Vous vous habillez souvent en femme?

Si je rencontrais un homme dont j’étais follement amoureux qui me demandait de faire des galipettes en portant une robe, je le ferais sans broncher. Rien n’est sale quand il est question de donner du plaisir. Vous voyez, j’essaie toujours d’être le plus honnête possible. Alors si je me travestissais à l’abri des regards, tranquillement à la maison, je vous le dirais immédiatement. Actuellement, ce serait sans doute la chose la plus cool à avouer. Mais je suis au regret de vous dire que ce n’est pas le cas.

 

Catherine Deneuve, avec qui vous avez collaboré, aurait dit qu’il n’y avait plus de stars de nos jours. Consacrer une exposition à Marlene Dietrich, est-ce une manière de mettre en lumière ce qui sépare les mythes d’hier et les célébrités d’aujourd’hui?

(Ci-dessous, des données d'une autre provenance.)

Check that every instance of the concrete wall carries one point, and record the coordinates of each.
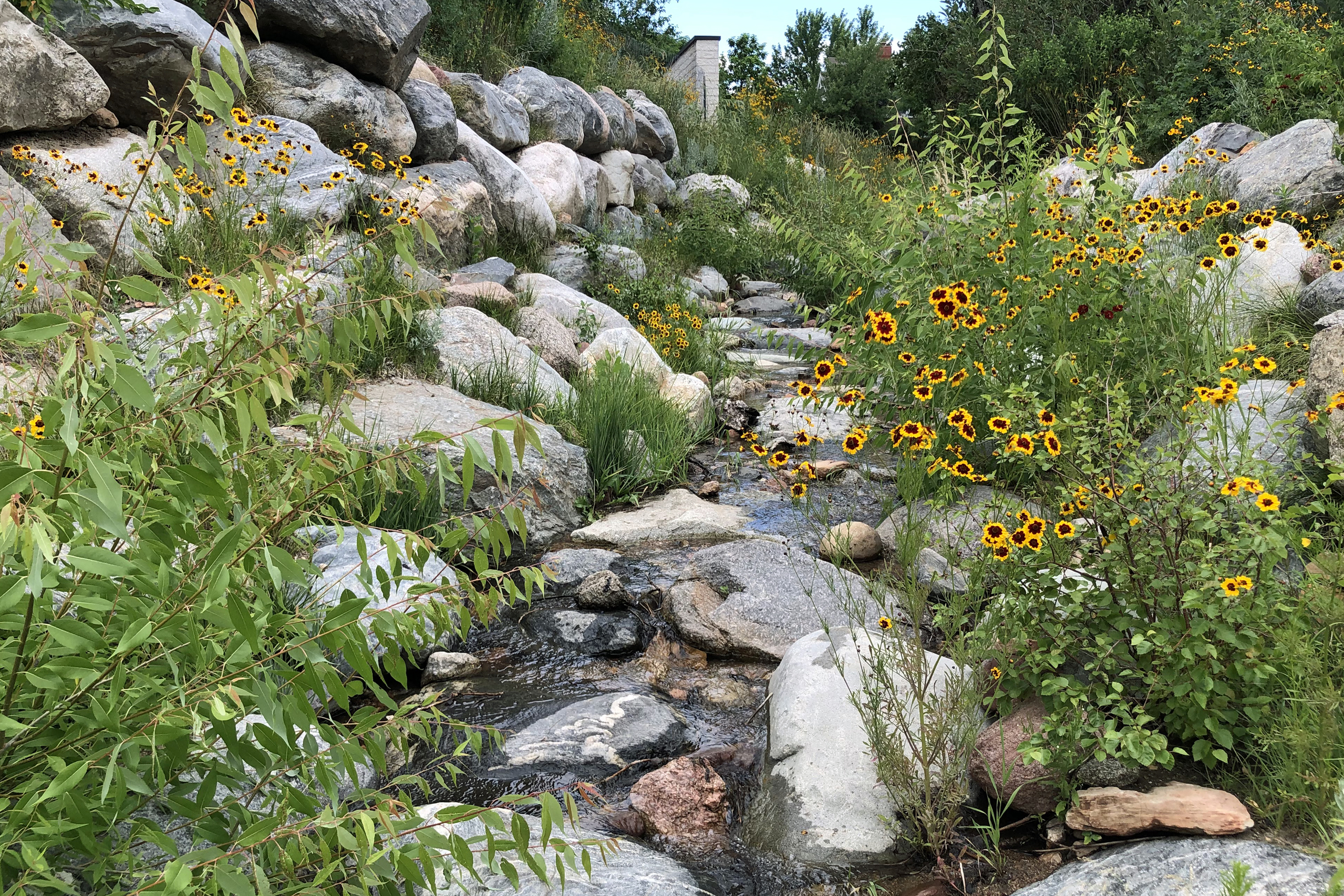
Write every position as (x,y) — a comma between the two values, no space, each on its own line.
(698,66)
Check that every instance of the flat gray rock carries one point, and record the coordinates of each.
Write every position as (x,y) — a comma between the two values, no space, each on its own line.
(340,108)
(46,85)
(594,737)
(132,50)
(1186,867)
(375,39)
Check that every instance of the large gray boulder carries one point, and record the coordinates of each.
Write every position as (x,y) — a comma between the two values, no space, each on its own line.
(652,183)
(554,116)
(496,116)
(470,345)
(1301,160)
(594,738)
(1189,867)
(545,485)
(452,202)
(134,50)
(85,152)
(570,307)
(754,598)
(336,554)
(631,871)
(620,117)
(1225,139)
(375,39)
(435,120)
(549,338)
(521,210)
(46,85)
(557,174)
(655,135)
(597,131)
(340,108)
(303,166)
(820,800)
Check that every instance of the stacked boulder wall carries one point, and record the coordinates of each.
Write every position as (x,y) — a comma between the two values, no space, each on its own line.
(547,487)
(1301,162)
(340,108)
(496,117)
(553,115)
(521,210)
(134,50)
(377,39)
(435,120)
(46,85)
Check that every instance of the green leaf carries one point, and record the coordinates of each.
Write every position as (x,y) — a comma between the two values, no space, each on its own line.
(35,328)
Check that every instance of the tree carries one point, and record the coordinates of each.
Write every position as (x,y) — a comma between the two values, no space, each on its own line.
(745,66)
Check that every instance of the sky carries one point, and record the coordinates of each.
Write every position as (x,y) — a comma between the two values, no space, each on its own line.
(768,19)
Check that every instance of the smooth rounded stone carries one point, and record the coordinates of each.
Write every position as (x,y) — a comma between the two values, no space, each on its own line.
(549,339)
(597,193)
(452,202)
(597,131)
(1266,422)
(470,342)
(340,108)
(445,667)
(521,210)
(620,171)
(338,556)
(573,567)
(494,271)
(1189,867)
(435,120)
(596,737)
(955,531)
(1301,160)
(937,574)
(1105,773)
(594,634)
(690,394)
(655,138)
(631,347)
(1187,809)
(393,412)
(551,112)
(685,801)
(573,267)
(306,164)
(21,207)
(131,50)
(998,766)
(713,185)
(620,117)
(375,39)
(496,116)
(1226,138)
(652,183)
(80,203)
(1323,296)
(603,591)
(820,800)
(572,308)
(676,516)
(556,172)
(753,598)
(631,871)
(851,542)
(624,225)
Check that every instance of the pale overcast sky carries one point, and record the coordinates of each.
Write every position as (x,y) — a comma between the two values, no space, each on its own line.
(768,19)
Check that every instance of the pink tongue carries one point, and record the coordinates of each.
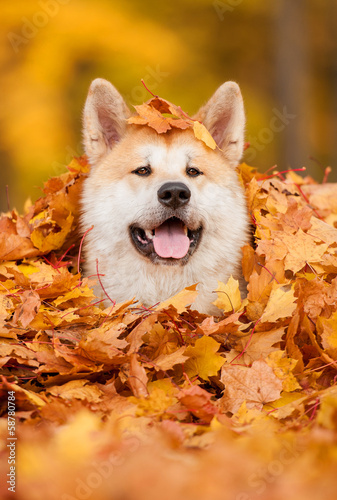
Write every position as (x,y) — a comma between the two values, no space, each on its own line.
(170,240)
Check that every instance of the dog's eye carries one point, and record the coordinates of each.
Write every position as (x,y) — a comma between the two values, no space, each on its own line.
(193,172)
(142,171)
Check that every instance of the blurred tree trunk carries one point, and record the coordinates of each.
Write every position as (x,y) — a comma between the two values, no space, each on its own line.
(292,78)
(332,79)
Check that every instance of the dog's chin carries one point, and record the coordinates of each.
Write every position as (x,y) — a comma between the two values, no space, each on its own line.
(142,240)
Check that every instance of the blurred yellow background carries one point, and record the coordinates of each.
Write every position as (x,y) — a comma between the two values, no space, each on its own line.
(282,53)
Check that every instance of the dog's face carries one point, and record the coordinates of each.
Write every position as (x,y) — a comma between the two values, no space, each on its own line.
(166,210)
(161,196)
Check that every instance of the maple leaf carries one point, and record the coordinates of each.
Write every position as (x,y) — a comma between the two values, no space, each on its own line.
(281,304)
(256,385)
(180,301)
(229,297)
(203,360)
(77,389)
(156,403)
(152,114)
(167,361)
(327,329)
(137,377)
(283,368)
(302,249)
(198,401)
(29,308)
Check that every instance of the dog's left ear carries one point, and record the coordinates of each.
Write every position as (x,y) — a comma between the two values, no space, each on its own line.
(224,117)
(104,119)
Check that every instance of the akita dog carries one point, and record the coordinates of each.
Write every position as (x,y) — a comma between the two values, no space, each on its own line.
(167,211)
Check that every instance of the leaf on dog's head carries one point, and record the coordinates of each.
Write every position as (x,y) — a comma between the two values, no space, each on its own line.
(162,116)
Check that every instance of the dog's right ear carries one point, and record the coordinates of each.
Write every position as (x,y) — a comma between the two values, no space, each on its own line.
(104,120)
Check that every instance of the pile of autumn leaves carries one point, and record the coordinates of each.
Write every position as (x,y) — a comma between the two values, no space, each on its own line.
(113,402)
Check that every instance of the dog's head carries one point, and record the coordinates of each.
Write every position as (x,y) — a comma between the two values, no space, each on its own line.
(165,194)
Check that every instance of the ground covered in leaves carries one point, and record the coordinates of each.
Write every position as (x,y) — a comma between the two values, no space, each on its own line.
(127,403)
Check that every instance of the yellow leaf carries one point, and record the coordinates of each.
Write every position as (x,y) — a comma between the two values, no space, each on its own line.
(229,298)
(52,240)
(180,301)
(203,360)
(77,389)
(78,292)
(256,385)
(281,304)
(283,368)
(155,404)
(201,133)
(327,328)
(328,409)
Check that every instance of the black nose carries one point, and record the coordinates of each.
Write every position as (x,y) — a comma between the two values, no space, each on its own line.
(174,194)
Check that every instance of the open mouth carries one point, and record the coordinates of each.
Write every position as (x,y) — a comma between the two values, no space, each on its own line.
(172,242)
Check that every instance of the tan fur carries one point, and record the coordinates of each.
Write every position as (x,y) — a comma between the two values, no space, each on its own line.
(114,198)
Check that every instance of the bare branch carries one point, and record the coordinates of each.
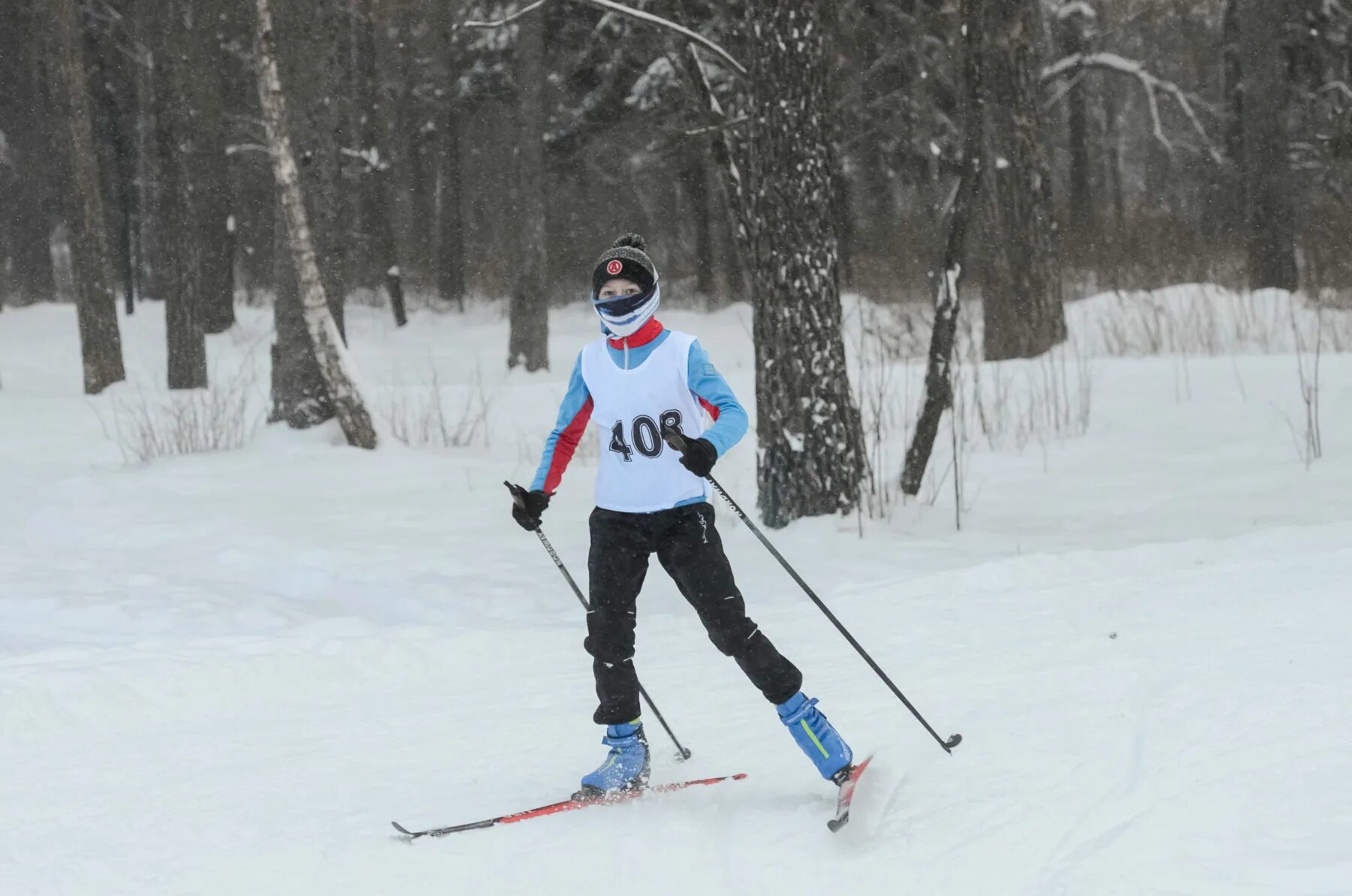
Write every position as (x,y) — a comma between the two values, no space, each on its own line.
(499,23)
(701,131)
(629,11)
(668,23)
(1149,83)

La discrétion est une forme de pouvoir. L’intelligence est une forme de pouvoir. Jeanne Moreau disait : “Ce ne sont pas les films que vous faites qui font votre carrière, mais ceux que vous refusez.” On peut regretter que Rihanna – que j’aime beaucoup par ailleurs – n’ait pas le cerveau de Jeanne Moreau. Mais la vie est ainsi faite. Si Rihanna parlait avec la même intelligence que Jeanne Moreau, en perdrait-elle son sex-appeal ? Je l’ignore. Mais par les temps qui courent, il serait bien que les stars prennent des positions et s’impliquent, par exemple, dans l’élection américaine. Sauf si l’on souhaite que Poil de Carotte devienne président des États-Unis.

 

Vous parlez de Donald Trump?

Je l’ai rencontré à deux reprises. Un jour, mon mentor, le critique d’architecture du Times, m’a fait une proposition qui a aiguisé ma curiosité. Il m’a dit : “Ce soir, je t’invite à participer au Satiricon [roman satirique de l’Antiquité qui donna lieu au film baroque et décadent de Fellini en 1969]”. Il est passé me chercher et nous avons fini avec Donald Trump au concert de Ricky Martin. C’était il y a plus de dix ans et Ricky Martin n’était pas encore sorti du placard. Mais Trump était déjà perçu comme un candidat possible à la présidence. Eh bien je vais vous dire quelque chose, contrairement à ce que pensent beaucoup d’Européens, il n’y a aucune ironie chez Donald Trump. Tout est à prendre au premier degré. Lorsque j’avais collaboré avec lui, Gore Vidal [écrivain et scénariste culte américain] m’avait prévenu : “Ton travail ne sera jamais compris ici. Il n’y a pas de place pour l’ironie aux États-Unis.

 

La réception de votre œuvre n’a pas toujours été des plus bienveillantes. On a même parlé de vous comme d’un “red carpet artist” (artiste de tapis rouge).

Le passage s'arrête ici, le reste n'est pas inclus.